Anonymity may encourage antisocial behavior, such as trolling, but we can also identify a noble political imperative behind the mask.
“It’s time to end anonymous comments sections,” implored Kevin Wallsten and Melinda Tarsi in the Washington Post this August. In the U.K., a parliamentary committee has even argued for a “cultural shift” against treating pseudonymous comments as trustworthy. This assault is matched by pervasive practices of monitoring and surveillance, channeled through a stunning variety of mechanisms—from CCTV cameras to the constant harvesting of digital data.
But just as anonymity’s value has sunk to a new low in the eyes of some, a protest movement in favor of concealment has appeared. The hacker collective Anonymous is most famous for its controversial crusades against the likes of dictators, corporations, and pseudo-religions like Scientology. But the group is also the embodiment of this new spirit.
Anonymous may strike a reader as unique, but its efforts represent just the latest in experimentation with anonymous speech as a conduit for political expression. Anonymous expression has been foundational to our political culture, characterizing monumental declarations like the Federalist Papers, and the Supreme Court has repeatedly granted anonymous speech First Amendment protection.
The actions of this group are also important because anonymity remains important to us all. Universally enforcing disclosure of real identities online would limit the possibilities for whistle-blowing and voicing unpopular beliefs—processes essential to any vibrant democracy. And just as anonymity can engender disruptive and antisocial behavior such as trolling, it can provide a means of pushing back against increased surveillance.
By performing a role increasingly unavailable to most Internet users as they participate in social networks and other gated communities requiring real names, Anonymous dramatizes the existence of other possibilities. Its members symbolically incarnate struggles against the constant, blanket government surveillance revealed by Edward Snowden and many before him.
As an anthropologist who has spent half a dozen years studying Anonymous, I’ve have had the unique opportunity to witness and experience just how these activists conceive of and enact obfuscation. It is far from being implemented mindlessly. Indeed, there are important ethical lessons that we can draw from their successes and failures.
Often Anonymous activists, or “Anons,” interact online under the cover of pseudo-anonymity. Typically, this takes the form of a persistent nickname, otherwise known as a handle, around which a reputation necessarily accrues. Among the small fraction of law-breaking Anons, pseudo-anonymity is but one among a roster of tactics for achieving operational security. These include both technical solutions, such as encryption and anonymizing software, and cultivation of the restraint necessary to prevent the disclosure of personal information.
The great majority of Anonymous participants are neither hackers nor lawbreakers but must nonetheless remain circumspect in what they reveal about themselves and others. Sometimes, ignorance is the easiest way to ensure protection. A participant who helped build up one of the larger Anonymous accounts erected a self-imposed fortress between herself and the often-private Internet Relay Chat channels where law-breaking Anons cavorted and planned actions. It was a “wall,” as she put it, which she sought never to breach.
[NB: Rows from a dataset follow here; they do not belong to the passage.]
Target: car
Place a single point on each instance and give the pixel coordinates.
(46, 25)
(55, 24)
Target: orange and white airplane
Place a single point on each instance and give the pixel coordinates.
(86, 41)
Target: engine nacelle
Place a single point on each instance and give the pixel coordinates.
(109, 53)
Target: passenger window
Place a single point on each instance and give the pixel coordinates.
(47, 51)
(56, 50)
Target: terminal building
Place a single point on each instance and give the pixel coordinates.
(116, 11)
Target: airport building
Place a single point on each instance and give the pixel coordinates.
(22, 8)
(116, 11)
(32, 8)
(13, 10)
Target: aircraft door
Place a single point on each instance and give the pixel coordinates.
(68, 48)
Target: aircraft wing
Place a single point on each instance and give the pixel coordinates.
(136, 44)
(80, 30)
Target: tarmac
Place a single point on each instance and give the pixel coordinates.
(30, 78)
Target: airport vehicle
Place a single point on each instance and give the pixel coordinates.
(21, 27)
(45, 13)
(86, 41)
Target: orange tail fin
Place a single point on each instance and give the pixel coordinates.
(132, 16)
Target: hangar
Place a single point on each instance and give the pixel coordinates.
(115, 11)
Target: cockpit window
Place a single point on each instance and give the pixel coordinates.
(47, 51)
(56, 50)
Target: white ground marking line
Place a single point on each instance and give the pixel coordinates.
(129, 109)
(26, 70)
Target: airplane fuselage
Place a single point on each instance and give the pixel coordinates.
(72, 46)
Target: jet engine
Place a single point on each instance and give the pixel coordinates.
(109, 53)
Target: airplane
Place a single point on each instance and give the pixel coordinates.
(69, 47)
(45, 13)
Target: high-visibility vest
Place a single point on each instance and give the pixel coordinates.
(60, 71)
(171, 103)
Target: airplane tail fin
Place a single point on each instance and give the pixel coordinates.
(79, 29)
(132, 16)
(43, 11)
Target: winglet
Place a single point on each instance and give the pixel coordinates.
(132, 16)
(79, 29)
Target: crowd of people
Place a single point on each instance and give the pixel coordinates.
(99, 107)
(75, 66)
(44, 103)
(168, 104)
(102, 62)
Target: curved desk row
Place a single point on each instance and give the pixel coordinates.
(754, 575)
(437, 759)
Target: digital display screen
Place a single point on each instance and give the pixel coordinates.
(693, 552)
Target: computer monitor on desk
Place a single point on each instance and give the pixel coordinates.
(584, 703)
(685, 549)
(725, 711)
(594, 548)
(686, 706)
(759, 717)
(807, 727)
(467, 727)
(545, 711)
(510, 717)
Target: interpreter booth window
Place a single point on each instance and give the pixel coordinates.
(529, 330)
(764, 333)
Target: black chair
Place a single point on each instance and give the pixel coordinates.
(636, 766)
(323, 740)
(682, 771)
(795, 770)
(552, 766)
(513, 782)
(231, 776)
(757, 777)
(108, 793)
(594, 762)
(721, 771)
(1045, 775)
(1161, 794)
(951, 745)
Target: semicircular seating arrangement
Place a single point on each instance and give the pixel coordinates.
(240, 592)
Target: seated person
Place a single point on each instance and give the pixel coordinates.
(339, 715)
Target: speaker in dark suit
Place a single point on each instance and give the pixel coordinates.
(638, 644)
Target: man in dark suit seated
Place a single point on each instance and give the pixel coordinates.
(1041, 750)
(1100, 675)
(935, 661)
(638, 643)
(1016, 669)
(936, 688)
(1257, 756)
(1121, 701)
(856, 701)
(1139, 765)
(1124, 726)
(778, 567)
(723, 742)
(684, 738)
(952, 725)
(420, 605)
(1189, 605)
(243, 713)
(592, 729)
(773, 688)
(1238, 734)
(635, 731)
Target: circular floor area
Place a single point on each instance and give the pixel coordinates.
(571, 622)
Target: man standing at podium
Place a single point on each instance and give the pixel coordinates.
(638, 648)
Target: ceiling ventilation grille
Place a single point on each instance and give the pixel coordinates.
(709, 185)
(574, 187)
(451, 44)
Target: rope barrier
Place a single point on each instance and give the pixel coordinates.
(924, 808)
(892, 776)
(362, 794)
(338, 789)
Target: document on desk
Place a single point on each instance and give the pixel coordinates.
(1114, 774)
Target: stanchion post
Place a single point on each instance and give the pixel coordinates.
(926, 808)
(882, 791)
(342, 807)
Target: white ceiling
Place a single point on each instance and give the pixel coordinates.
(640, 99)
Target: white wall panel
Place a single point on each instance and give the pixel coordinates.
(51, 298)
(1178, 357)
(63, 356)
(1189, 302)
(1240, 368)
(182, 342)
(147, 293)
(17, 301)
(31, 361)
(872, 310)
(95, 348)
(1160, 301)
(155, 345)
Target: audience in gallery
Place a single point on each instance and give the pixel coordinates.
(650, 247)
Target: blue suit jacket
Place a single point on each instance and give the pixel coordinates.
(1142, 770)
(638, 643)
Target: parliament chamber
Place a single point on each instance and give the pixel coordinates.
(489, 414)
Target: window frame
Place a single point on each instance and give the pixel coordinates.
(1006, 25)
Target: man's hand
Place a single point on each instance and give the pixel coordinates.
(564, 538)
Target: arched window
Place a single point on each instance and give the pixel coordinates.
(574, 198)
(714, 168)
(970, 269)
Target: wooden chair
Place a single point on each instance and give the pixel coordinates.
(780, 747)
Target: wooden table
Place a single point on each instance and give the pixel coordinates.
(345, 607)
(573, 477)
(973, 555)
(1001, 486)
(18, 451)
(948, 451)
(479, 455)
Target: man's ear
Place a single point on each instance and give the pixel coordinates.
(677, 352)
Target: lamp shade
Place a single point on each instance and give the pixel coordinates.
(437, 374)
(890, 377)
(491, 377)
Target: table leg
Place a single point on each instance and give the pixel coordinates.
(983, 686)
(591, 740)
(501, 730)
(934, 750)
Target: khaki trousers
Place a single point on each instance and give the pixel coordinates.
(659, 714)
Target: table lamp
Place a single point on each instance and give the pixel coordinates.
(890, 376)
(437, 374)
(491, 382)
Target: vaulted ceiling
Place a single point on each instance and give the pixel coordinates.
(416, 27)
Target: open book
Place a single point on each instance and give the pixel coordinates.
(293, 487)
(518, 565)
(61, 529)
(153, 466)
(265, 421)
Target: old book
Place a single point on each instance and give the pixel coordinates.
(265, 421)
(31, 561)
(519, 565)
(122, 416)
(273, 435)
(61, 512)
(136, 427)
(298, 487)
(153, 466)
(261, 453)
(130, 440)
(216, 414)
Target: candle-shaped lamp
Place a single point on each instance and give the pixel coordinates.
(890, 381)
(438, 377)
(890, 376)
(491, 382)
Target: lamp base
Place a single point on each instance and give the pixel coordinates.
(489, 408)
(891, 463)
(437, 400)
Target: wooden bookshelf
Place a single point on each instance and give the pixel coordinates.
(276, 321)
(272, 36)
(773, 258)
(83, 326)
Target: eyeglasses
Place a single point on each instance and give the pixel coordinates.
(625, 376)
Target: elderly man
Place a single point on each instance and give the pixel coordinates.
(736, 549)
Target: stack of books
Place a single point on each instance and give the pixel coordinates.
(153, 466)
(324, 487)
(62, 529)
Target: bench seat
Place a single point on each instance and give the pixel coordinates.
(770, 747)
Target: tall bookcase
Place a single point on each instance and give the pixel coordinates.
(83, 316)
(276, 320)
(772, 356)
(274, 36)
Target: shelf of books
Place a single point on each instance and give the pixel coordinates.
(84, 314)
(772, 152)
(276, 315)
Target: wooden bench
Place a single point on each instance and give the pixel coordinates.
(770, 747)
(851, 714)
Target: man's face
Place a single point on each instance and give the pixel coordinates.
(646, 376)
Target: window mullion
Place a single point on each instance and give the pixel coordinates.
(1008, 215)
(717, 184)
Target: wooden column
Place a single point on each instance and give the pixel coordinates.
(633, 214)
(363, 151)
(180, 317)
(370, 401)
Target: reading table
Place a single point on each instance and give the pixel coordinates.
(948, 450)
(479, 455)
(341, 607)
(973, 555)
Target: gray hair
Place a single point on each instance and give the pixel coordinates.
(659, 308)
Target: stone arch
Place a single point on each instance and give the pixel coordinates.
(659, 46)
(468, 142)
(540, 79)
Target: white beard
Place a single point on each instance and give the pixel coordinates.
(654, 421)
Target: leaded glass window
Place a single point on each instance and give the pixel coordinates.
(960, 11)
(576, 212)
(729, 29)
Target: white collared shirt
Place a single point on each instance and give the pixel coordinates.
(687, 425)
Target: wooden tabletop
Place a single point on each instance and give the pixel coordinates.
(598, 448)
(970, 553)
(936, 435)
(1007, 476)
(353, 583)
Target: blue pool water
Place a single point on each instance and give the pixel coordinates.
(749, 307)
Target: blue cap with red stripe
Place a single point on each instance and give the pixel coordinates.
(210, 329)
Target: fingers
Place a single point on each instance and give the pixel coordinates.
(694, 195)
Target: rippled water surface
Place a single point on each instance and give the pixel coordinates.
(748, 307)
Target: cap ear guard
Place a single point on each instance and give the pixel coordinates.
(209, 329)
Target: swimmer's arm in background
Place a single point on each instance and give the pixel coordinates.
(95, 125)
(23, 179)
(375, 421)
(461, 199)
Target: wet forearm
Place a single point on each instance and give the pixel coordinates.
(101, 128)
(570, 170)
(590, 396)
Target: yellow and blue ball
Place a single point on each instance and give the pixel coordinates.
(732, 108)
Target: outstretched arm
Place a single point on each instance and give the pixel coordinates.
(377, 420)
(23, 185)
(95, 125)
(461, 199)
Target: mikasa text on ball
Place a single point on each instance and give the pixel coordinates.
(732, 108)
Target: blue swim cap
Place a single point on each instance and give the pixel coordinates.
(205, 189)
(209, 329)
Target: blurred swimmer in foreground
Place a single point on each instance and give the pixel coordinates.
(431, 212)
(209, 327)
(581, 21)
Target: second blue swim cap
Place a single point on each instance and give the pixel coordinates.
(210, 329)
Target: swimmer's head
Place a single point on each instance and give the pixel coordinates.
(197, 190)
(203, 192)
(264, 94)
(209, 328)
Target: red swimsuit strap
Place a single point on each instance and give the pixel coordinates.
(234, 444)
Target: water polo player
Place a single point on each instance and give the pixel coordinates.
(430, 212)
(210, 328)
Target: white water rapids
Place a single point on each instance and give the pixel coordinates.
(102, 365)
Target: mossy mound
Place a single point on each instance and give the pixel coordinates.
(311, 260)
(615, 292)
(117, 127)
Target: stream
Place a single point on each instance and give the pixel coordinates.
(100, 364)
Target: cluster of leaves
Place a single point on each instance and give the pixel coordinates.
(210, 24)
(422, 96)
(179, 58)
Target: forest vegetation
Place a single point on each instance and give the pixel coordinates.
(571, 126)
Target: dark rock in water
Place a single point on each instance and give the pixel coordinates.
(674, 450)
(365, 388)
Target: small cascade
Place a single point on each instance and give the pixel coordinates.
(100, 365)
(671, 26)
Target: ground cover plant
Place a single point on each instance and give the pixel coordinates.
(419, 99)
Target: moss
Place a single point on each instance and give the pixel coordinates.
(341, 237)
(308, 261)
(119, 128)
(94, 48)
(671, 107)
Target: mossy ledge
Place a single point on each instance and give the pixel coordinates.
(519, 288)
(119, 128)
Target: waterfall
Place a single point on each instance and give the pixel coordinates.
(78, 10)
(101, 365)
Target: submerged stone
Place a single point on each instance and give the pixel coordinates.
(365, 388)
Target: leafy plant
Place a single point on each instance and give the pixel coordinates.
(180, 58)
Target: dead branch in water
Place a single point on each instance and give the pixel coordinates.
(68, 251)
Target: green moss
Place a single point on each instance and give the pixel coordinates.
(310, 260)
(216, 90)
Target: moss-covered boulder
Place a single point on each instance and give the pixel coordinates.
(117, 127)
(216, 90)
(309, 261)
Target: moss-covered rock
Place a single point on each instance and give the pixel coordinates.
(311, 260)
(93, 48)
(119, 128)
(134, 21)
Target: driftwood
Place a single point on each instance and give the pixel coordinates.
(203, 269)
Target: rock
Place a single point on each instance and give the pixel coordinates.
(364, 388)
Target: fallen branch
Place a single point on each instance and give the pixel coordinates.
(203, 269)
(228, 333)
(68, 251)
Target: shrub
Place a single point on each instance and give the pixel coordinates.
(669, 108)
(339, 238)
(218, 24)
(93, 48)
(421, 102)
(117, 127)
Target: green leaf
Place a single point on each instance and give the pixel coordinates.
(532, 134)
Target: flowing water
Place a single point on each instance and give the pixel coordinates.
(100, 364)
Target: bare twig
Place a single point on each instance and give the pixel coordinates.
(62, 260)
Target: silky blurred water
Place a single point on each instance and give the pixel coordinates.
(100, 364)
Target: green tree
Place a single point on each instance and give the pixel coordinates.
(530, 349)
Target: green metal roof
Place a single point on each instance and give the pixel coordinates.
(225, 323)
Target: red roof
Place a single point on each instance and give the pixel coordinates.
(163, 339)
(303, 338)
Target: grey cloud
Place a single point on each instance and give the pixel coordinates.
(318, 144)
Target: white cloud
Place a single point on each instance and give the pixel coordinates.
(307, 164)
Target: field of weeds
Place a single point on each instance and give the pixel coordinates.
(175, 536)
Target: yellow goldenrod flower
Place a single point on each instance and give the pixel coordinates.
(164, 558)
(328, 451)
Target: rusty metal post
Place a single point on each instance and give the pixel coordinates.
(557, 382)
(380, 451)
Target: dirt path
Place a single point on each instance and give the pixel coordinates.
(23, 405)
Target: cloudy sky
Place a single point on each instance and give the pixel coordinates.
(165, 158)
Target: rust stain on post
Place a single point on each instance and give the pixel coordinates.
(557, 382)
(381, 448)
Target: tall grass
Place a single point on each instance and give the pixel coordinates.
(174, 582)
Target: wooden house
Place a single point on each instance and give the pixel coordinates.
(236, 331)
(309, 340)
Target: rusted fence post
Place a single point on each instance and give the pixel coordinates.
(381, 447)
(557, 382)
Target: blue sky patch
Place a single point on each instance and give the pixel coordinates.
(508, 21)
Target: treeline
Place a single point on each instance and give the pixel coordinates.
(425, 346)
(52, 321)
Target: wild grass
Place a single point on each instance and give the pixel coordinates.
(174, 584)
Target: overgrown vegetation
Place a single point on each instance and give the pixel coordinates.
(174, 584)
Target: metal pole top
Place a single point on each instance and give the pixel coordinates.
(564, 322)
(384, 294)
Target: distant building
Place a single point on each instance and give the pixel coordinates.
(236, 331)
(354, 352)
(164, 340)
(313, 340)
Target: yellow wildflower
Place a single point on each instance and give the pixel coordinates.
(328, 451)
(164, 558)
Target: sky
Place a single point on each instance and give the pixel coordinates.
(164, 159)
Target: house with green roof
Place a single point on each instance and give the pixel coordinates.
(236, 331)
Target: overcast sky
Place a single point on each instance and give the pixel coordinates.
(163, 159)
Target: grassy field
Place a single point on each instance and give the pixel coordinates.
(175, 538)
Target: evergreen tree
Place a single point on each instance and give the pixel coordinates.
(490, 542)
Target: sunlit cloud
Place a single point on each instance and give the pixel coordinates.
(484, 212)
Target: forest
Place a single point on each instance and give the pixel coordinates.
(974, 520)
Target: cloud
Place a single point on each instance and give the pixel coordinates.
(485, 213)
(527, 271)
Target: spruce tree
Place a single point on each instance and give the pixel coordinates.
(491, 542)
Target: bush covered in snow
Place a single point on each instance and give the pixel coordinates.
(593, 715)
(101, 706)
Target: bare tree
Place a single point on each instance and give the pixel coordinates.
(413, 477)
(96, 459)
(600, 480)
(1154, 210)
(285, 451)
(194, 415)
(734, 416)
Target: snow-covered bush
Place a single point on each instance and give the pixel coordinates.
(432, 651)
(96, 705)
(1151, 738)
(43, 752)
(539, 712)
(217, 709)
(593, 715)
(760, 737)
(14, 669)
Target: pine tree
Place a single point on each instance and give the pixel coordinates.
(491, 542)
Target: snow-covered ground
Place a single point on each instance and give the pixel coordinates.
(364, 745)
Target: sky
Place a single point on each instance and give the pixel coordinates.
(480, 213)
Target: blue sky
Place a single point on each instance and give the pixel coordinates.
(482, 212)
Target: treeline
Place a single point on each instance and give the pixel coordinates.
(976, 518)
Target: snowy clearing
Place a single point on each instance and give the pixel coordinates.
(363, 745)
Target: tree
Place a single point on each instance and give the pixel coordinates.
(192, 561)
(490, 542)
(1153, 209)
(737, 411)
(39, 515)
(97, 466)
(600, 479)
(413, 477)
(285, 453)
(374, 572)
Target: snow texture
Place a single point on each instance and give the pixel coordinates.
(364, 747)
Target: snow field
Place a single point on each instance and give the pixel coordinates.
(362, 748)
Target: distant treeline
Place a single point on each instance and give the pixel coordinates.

During the course of my research, I eschewed anonymity and mitigated risk by erecting the same wall, making sure not to climb over it. But some organizers were more intrepid. Since they associated with lawbreakers or even witnessed planning of illegal activity on IRC, they chose to cloak themselves for self-protection.
Regardless of the reasons for maintaining anonymity, it shaped many of the ethical norms and mores of the group. The source of this ethic is partly indebted to 4chan, a hugely popular, and deeply subversive, image board that enforced the name “Anonymous” for all users, thus hatching the idea’s potential (see “Radical Opacity”). One activist Anon explained the crucial role of 4chan in cementing what he designates as “the primary ideal of Anonymous”:
“The posts on 4chan have no names or any identifiable markers attached to them. The only thing you are able to judge a post by is its content and nothing else. This elimination of the persona, and by extension everything associated with it, such as leadership, representation, and status, is the primary ideal of Anonymous.”
While many Anons got their start on 4chan, as its activist elements developed most participants gravitated into chat rooms better suited to planning and strategizing. Handles were adopted, and the state of pure anonymity came to an end. But while anonymity and its effects ceased to be a default imposed by the technical parameters of a site, it lived on as an ethical and self-conscious imperative that had to be actively practiced and negotiated.
To this day, Anonymous functions as a social laboratory where participants experiment with the power, threat, and promise of anonymity itself. While anonymous political acts are often portrayed as cowardly, we can just as easily observe a noble imperative: anonymity displaces attention from the messenger to the message.